Precisa che l'attività con gli stablecoin è "sempre più guidata da pagamenti, trasferimenti transfrontalieri e servizi finanziari globali anziché solo dal risparmio", aggiungendo che gli utenti argentini possono pagare in Brasile tramite PIX utilizzando pesos, ricevere dollari o euro dall'estero con accredito in USDC, oppure spostarsi tra dollari in banca e saldi in dollari digitali.

Questo rende la domanda di stablecoin più difficile da misurare limitandosi a osservare quali token sono disponibili sulle borse regolamentate.

La MiCA sta cambiando l'accesso europeo

L'esperienza di Lemon evidenzia un cambiamento nei comportamenti degli utenti in una delle maggiori economie dell'America Latina, e vi sono segnali che i mercati emergenti stiano iniziando a seguire la stessa tendenza.

I dati di Artemis mostrano che il numero di utenti giornalieri su Binance Smart Chain è passato da circa 318.000 a giugno 2024 a 1,56 milioni a luglio 2026, mentre gli utenti giornalieri su Tron sono aumentati del 44% fino a circa 908.000. Queste blockchain sono apprezzate dagli utenti quotidiani di stablecoin per le commissioni contenute.

"Sembra più un utilizzo in espansione a livello globale e nei mercati emergenti che una migrazione specificamente europea, e nei dati on-chain non c'è una chiara discontinuità in corrispondenza della MiCA", afferma Weseley.

Questo non significa che la MiCA sia irrilevante: sta certamente cambiando quali stablecoin le piattaforme europee regolamentate possono offrire e sta ridisegnando il mercato degli stablecoin all'interno del blocco. Tether ha dichiarato che l'Europa rappresenta solo una piccola quota dei suoi utenti, con la crescita concentrata nei mercati emergenti.

Maksym Sakharov, amministratore delegato e cofondatore di WeFi, azienda di infrastruttura finanziaria crypto, afferma che la regolamentazione sta cambiando principalmente il modo in cui gli utenti accedono agli stablecoin in dollari, anziché eliminare la domanda sottostante — che si tratti di trading, pagamenti o trasferimenti transfrontalieri.

"Gli utenti non scelgono uno stablecoin solo perché è disponibile su una piattaforma regolamentata.

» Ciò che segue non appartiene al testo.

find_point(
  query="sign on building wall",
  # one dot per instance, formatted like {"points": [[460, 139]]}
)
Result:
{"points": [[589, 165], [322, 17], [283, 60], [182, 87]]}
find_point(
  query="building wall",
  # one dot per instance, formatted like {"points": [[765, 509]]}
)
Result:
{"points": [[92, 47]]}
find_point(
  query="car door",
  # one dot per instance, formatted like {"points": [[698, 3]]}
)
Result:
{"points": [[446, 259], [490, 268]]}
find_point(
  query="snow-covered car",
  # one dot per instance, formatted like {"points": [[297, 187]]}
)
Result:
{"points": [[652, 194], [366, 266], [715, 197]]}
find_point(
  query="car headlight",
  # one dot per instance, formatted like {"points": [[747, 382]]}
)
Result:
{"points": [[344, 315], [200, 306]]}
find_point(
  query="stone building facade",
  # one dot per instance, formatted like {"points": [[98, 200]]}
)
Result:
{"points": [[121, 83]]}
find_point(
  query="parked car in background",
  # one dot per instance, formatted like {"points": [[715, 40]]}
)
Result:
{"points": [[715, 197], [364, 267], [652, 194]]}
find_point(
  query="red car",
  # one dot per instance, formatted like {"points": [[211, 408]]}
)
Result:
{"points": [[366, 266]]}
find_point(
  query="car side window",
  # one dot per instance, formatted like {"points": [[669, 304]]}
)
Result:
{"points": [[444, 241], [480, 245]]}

Lo scelgono perché le controparti lo utilizzano, la liquidità è profonda e funziona in molti mercati", dichiara a Magazine.

Per alcune piattaforme, il cambiamento è iniziato ben prima della scadenza fissata dalla MiCA. Erald Ghoos, amministratore delegato di OKX Europe, afferma che OKX non offre USDT agli utenti europei da circa due anni, quindi l'ultima scadenza della MiCA non ha comportato differenze sostanziali.

Le alternative europee hanno un problema con il dollaro

Forse la questione più rilevante in Europa è cosa adotteranno invece gli utenti europei. Gli stablecoin denominati in dollari godono di un vantaggio considerevole, dato che il mercato crypto ha sempre considerato il dollaro il proprio principale punto di riferimento.

Sebbene Ghoos non si aspetti un cambiamento a livello globale nel breve periodo, afferma che l'interesse istituzionale verso gli stablecoin denominati in euro sta crescendo.

"Ciò che stiamo osservando da parte degli attori istituzionali è un interesse a creare più stablecoin denominati in EUR, un fenomeno da seguire nel suo sviluppo", afferma.

Per gli utenti retail, gli stablecoin denominati in euro potrebbero avere senso anche da un punto di vista pratico, eliminando dalle transazioni attriti aggiuntivi come la conversione valutaria. Alcune opzioni conformi sono già disponibili: Circle, il cui stablecoin in dollari USDC è rimasto quotato per gli utenti europei perché emesso da un'entità autorizzata dell'UE in Francia, emette anche uno stablecoin in euro conforme alla MiCA, EURC. Ma, se da un lato la MiCA può determinare quali prodotti siano disponibili attraverso i canali europei regolamentati, dall'altro non può cambiare il ruolo del dollaro nei mercati crypto globali.